GG: Any time you take on outside capital, it changes the strategy a little bit. There’s an expectation of a return in a short period of time. You look to grow smartly, but also to scale and grow as quickly as possible. A big part of that is understanding distribution and product distribution, and we’ve made some significant headway there.
I recently attended a conference with 51 of the largest safety equipment distributors in North America. Our board wanted to gain interest from maybe 10%. Instead, 49 signed up. It was just crazy. It was also validation that the industry is starving for something like this. They see this is as the future of manufacturing safety, and safety in general.
IW: Any pushback? Not everybody might want a wearable on them eight or 10 or 12 hours a day, if only to avoid personal data collection.
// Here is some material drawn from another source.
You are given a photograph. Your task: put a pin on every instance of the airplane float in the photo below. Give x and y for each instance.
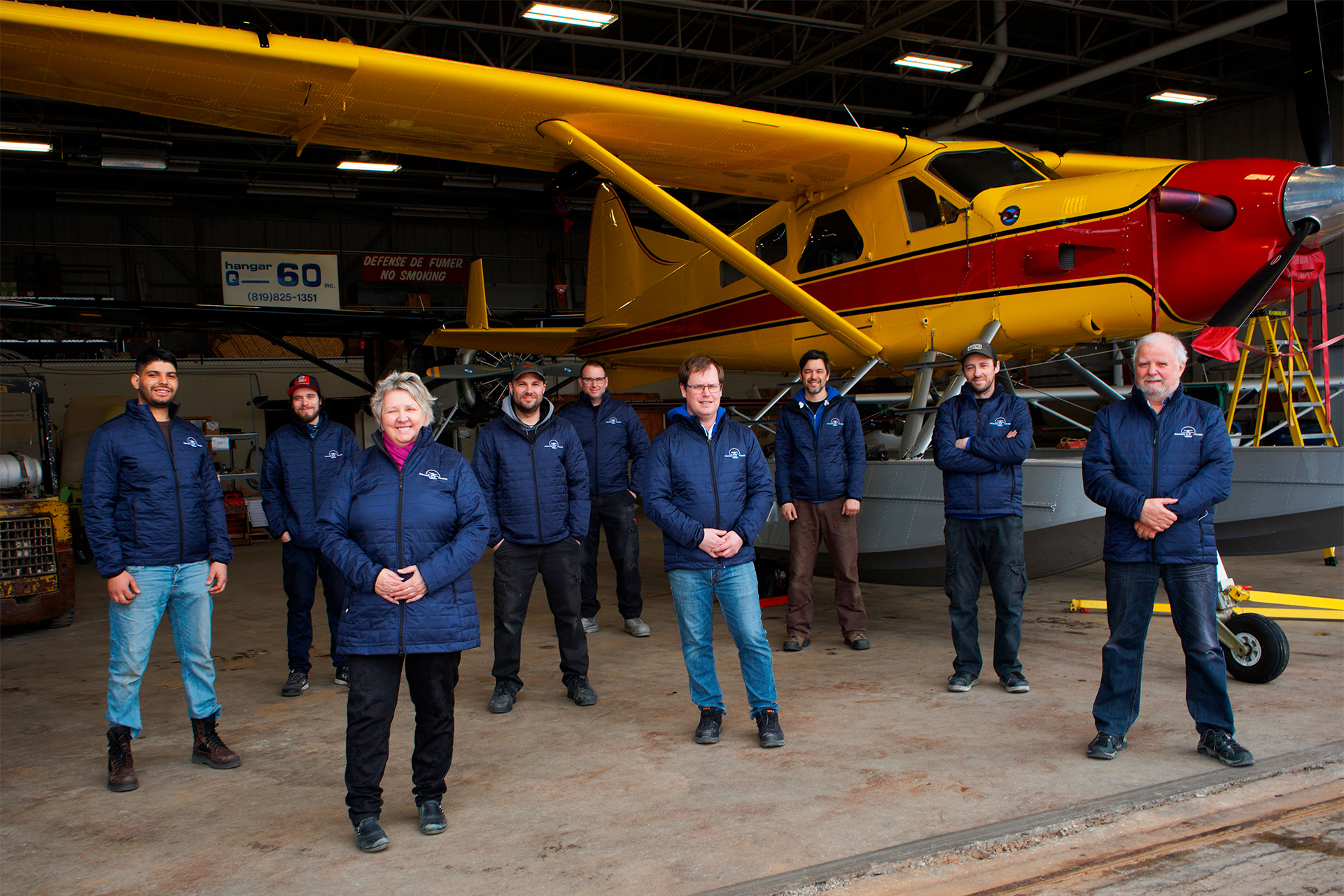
(879, 248)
GG: We’ve been very careful to make our products less about the employee right now. We’re not intending to track health-related data — heart, stress, things like that, HIPAA-covered data. Our goal is to solve two problems: Understanding the organic environments around the employees and what could potentially lead to or contribute to workplace accidents, and automating and streamlining the near-miss reporting process.
IW: You expect to start pilot programs later this year and to launch the product in early 2018. What are your goals for the first couple of quarters or year?
GG: We’ve actually discovered some things just from our beta customers that we weren’t thinking about. We were hyper-focused on safety and one of our customers came to us and said, “Because you’re tracking location of people, that gives us a powerful insight into work paths and work flow, which is helpful for us as a lean manufacturer.” Seeing whether somebody travels from one end of the facility to the other five times in a shift, how do you eliminate that path so they can stay at one work station and be more productive?
We’re learning productivity efficiency from our beta customers. Another customer talked to us about the ability to have employees use the device to report work-quality issues. That was something we hadn’t thought about. You have this safety pool that is also helping to provide quality and efficiency improvements. The data we’re gathering can help safety managers understand trends.
IW: What has the move back to an industrial space been like?
GG: My previous company, the software company, did a fair amount of work for manufacturing and trade industries, taking legacy systems and upgrading them to new software, or taking something in-house and putting it on a tablet. I’ve had opportunities to touch manufacturing for years and build up all of these relationships that I’m finally getting to tap into in a totally new way.
I don’t see myself getting very far out of this industry. I believe a lot in it. It’s a huge part of our economy — it’s a huge part of the Midwest — and we have to continue to find ways to make these facilities safer and more efficient. There are other areas in manufacturing that can be touched and improved with technology.